Singer-Songwriter – Blogger – Guitarist – Content Creator – INTJ
“Constant high frequency flinches” – a description of our lives on phones from the great documentary on minimalism right now on Netflix. I feel that a lot. Earlier this year, I think in March, the ringer switch on my phone flipped permanently to the “off” position. There’s a way around it to toggle sound back on, on but it’s 3 menus deep in settings and WHO HAS TIME FOR THAT? So slowly I just accepted that my phone was silent.
To offset this new reality because I am a Busy Productive Person (TM) and also a sucker for a tech gadget, I impulse bought a Pebble smartwatch in an open box sale just to try it out…you know, “for science.” Soon all those notifications that popped up on my phone (and were silent) were buzzing my wrist. At first I thought it was kinda cool…I always knew when something was up, I could see a text message fairly easily while driving (stop that), and I felt like a new version of Busy Productive Person (TM) had arrived.
As the year wore on, I lessened which notifications got through to my wrist until it was down to phone calls and texts. I began to notice that while I might have my phone face down on the table at lunch with a friend, that wrist vibration was hard to ignore. Even if I didn’t take a glance, my mind was removed from the conversation with the real live human being in front of me until I checked the notification.
After a while the flinch began. What did someone want? Was it a problem? Was someone wanting something from me right this instant? Could I fulfill the self-perceived obligatory Busy Productive Person Response Time (TM) I had set for myself? It didn’t matter if I had just sat down to practice a guitar part or maybe write a song or work on some intense emailing or what…the wrist would buzz me, and I’d answer it. I started to get a sinking feeling when the flinch happened, because I knew my brain was now headed in another direction. I’d be scattered and dissatisfied with the task it interrupted and also dissatisfied until I handled the notification response, whatever it was. I felt on top of it but my body was telling me to work something else out for crying out loud.
Over Thanksgiving with my family in Houston, I forgot to pack the charger for my watch. It died halfway through the weekend, and when I got home I put the watch on a shelf and I haven’t charged it since.

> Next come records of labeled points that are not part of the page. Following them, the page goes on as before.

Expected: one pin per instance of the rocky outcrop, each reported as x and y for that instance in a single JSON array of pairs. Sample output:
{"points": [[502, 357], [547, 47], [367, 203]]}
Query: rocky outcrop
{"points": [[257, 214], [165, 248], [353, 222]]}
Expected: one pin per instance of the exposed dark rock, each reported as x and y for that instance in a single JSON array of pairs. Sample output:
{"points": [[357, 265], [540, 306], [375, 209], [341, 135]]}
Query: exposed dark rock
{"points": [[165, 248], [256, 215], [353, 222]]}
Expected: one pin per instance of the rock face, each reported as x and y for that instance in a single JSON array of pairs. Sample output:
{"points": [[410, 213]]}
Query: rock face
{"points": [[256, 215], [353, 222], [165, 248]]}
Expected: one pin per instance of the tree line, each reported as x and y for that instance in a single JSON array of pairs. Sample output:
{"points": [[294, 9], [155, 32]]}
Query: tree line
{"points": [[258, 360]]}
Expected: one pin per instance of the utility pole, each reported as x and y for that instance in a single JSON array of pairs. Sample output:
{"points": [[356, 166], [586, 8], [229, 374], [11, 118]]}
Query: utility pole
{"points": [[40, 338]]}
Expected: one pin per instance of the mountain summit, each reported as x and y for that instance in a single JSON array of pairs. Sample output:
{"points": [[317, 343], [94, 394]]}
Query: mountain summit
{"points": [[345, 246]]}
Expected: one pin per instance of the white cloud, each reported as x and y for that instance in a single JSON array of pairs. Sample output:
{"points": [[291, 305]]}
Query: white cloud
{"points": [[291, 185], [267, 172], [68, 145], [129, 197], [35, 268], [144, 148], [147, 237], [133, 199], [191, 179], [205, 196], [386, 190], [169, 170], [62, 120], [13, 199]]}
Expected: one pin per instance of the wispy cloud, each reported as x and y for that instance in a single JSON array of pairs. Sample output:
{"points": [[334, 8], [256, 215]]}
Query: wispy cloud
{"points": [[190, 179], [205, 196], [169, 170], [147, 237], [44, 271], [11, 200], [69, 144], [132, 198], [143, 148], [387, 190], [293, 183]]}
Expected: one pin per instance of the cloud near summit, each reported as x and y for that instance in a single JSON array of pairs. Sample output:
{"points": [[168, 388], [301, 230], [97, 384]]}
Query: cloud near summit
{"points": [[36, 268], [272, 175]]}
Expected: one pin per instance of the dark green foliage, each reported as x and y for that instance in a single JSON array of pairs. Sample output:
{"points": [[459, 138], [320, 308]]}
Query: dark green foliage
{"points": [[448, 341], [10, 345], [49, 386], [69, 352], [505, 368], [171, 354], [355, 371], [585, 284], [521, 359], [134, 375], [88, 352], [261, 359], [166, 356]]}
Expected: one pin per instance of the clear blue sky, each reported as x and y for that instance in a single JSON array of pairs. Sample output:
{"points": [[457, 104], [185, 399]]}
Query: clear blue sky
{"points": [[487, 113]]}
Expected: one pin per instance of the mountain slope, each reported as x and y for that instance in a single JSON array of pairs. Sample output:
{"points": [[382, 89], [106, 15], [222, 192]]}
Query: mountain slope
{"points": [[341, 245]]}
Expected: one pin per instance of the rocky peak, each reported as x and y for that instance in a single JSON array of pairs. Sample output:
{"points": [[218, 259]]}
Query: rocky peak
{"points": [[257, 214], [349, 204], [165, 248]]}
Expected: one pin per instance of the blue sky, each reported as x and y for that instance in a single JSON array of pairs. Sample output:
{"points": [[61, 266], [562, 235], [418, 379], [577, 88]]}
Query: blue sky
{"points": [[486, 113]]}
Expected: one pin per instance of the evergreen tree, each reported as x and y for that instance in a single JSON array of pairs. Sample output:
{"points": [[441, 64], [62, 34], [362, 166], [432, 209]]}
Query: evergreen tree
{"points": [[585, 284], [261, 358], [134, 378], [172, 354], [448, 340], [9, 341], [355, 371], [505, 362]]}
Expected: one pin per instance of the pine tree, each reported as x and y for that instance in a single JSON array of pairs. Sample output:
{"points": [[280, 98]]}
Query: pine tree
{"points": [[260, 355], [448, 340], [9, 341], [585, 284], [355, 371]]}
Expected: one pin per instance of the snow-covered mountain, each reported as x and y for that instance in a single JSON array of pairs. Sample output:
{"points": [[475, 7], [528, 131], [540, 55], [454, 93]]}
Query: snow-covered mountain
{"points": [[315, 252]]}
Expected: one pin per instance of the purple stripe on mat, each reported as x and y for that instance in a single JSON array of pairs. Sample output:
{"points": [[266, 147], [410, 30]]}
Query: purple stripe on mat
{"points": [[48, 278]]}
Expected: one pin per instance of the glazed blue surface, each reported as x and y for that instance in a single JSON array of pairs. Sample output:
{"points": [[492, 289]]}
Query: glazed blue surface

My phone still lives on silent, and I have missed a few phone calls, but now manage to not look at my phone for maybe an hour or two at a time instead of multiple times an hour. This is kind of a big deal for me, the pleaser and “Busy Productive Person (TM). If anyone has noticed I don’t text back as quickly, no one’s mentioned it (I doubt anyone cares).
Since I am a sucker for a new year’s resolution, I’m going to try and pay less attention to the buzzes and the little red notification bubbles and see what happens. If anything my brain will feel a little calmer.